In the searchable table view of alerts, the search/filter bar lets you:
- Filter by a text search term. Enter a value in the Search box.
- Filter by a time range. Select the From and To date/time pickers.
- Filter by severity. Select Filter > Severity and then one or more of the available severities.
- Sort by start time, severity, or alert in ascending or descending order.
- Select auto-refreshing by selecting the lightning icon.
- Select the displayed columns. Select the cog and then, from the menu, select the columns to display in the table.
- Download the currently displayed alerts in CSV format. Select the download icon.
Host
Review the Host section for summary of operating system statistics displayed in charts:
- Memory — The average memory usage percentage of memory for Postgres primary node.
- CPU — The average CPU percentage for Postgres primary node.
- Storage — Total storage used for Postgres primary node.
- Disk IOPS — Total number of reads, writes, and total operations on the disk per second over a time period.
- Disk Throughput — Total amount of data transferred to and from the disk per second for Postgres nodes.
- Network Activity — Total amount of data transferred to and from the network card per second over a time period for Postgres nodes.
Connections
- Connections — The current number of connections between the client applications and Postgres database by type.
- Average Active Sessions by Wait Type — Time spent on each wait event type by the primary Postgres nodes is calculated using Average Active Sessions (AAS).
- Number of blocked backends — Total number of backends waiting on locks across all Postgres nodes in the cluster.
Transactions
- Tuples In — Total number of tuples inserted, updated, and deleted per second for Postgres nodes.
- Tuples Out — Total number of tuples fetched and returned per second for Postgres nodes.
- Transaction Rate — Total number of committed/rolled-back/total transactions per second for Postgres nodes.
- Buffer Cache Hit Ratio — Average buffer cache hit percentage across all Postgres nodes in the cluster.
- Longest Running Transaction — Total number of longest running transactions per second for Postgres nodes.
Queries
- Query Rate — Total number of queries per second for Postgres nodes.

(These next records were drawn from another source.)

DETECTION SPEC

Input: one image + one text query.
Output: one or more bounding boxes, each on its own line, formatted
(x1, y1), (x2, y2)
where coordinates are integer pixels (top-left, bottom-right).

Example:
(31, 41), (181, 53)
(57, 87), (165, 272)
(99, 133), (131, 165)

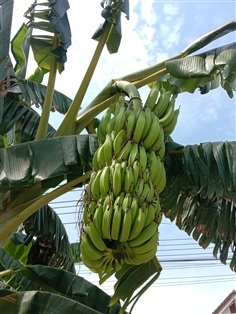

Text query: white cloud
(163, 3), (179, 17)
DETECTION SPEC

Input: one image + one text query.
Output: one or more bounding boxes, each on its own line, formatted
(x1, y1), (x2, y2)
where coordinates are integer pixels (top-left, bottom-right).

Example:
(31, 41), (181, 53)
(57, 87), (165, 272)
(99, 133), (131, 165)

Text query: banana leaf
(0, 0), (13, 60)
(22, 205), (75, 272)
(25, 0), (71, 73)
(0, 96), (55, 143)
(0, 134), (98, 242)
(0, 134), (98, 191)
(3, 205), (75, 273)
(160, 142), (236, 270)
(0, 264), (120, 314)
(162, 43), (236, 98)
(11, 23), (32, 79)
(18, 79), (72, 114)
(92, 0), (129, 53)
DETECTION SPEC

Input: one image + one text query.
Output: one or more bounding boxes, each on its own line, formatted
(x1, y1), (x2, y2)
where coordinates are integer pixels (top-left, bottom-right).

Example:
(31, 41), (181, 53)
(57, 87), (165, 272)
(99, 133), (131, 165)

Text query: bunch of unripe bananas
(81, 82), (179, 276)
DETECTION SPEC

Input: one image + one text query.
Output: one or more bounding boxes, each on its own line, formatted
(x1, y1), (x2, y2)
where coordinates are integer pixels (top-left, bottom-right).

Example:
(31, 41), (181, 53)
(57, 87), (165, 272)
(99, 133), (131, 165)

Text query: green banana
(112, 162), (123, 198)
(87, 201), (98, 221)
(111, 193), (124, 241)
(163, 108), (180, 137)
(114, 106), (126, 135)
(130, 197), (139, 224)
(157, 142), (166, 161)
(93, 203), (103, 237)
(128, 221), (157, 249)
(143, 113), (160, 150)
(103, 134), (113, 165)
(89, 170), (102, 200)
(92, 149), (100, 171)
(153, 162), (167, 194)
(153, 87), (171, 119)
(86, 222), (108, 251)
(97, 140), (106, 169)
(144, 81), (160, 110)
(159, 98), (175, 128)
(139, 182), (150, 204)
(148, 127), (164, 152)
(80, 233), (103, 260)
(128, 208), (146, 241)
(102, 204), (114, 240)
(132, 160), (141, 187)
(143, 204), (156, 228)
(149, 151), (162, 185)
(97, 107), (112, 140)
(119, 193), (132, 242)
(124, 165), (134, 193)
(141, 107), (154, 140)
(117, 140), (133, 161)
(133, 177), (144, 198)
(139, 145), (147, 173)
(99, 166), (111, 198)
(124, 108), (136, 139)
(106, 116), (116, 134)
(132, 110), (146, 143)
(128, 143), (139, 166)
(146, 180), (155, 203)
(113, 129), (126, 157)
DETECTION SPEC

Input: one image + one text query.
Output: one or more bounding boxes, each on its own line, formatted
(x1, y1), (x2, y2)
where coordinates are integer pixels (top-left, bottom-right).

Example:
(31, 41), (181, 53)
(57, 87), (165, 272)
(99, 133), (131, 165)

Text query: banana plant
(0, 0), (236, 307)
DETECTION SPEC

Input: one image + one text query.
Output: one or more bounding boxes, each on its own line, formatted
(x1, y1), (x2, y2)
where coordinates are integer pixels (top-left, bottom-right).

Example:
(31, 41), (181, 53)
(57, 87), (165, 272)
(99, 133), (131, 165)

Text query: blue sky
(13, 0), (236, 314)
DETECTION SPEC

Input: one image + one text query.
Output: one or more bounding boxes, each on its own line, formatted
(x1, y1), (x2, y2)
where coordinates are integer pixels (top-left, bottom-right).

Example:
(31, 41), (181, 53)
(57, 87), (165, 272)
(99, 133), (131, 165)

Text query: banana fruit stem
(55, 20), (113, 136)
(0, 171), (91, 245)
(114, 81), (142, 110)
(35, 34), (59, 140)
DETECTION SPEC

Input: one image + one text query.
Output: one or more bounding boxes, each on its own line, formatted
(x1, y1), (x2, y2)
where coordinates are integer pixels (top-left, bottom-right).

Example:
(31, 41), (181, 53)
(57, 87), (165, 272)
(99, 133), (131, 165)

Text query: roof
(212, 290), (236, 314)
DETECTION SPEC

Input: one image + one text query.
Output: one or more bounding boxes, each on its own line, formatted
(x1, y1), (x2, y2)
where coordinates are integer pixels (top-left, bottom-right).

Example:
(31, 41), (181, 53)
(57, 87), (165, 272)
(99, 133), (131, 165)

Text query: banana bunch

- Query Latency — Average query latency in milliseconds across all Postgres nodes in the cluster.
Storage
- Database size (line chart) — Total database size across the primary Postgres nodes.
- Disk Usage — Disk usage in percentage for primary Postgres nodes.
- WAL Size — Total WAL directory size across the primary Postgres nodes.
- WAL Usage — WAL usage in percentage for primary Postgres nodes.
- Live/Dead Tuples — Total number of Live/Dead tuples for Postgres nodes.
- Index, Table, and Temp estimated size — Estimated size of index, table and temp for Postgres nodes.
Internals
- Time Since Last Autovacuum — Time since the last autovacuum in seconds for Postgres nodes.
- Autovacuum Stats — Total number of autovacuum operations per second for Postgres nodes.
- Time Since Last Checkpoint — Time since the last checkpoint in seconds for Postgres nodes.
- Checkpoint Stats — Total number of checkpoints per second for Postgres nodes.
- Time Since Last Successful WAL Archive — Time since the last successful WAL archive in seconds for Postgres nodes.
- WAL Archiving Stats — Total number of WAL archiving operations per second for Postgres nodes.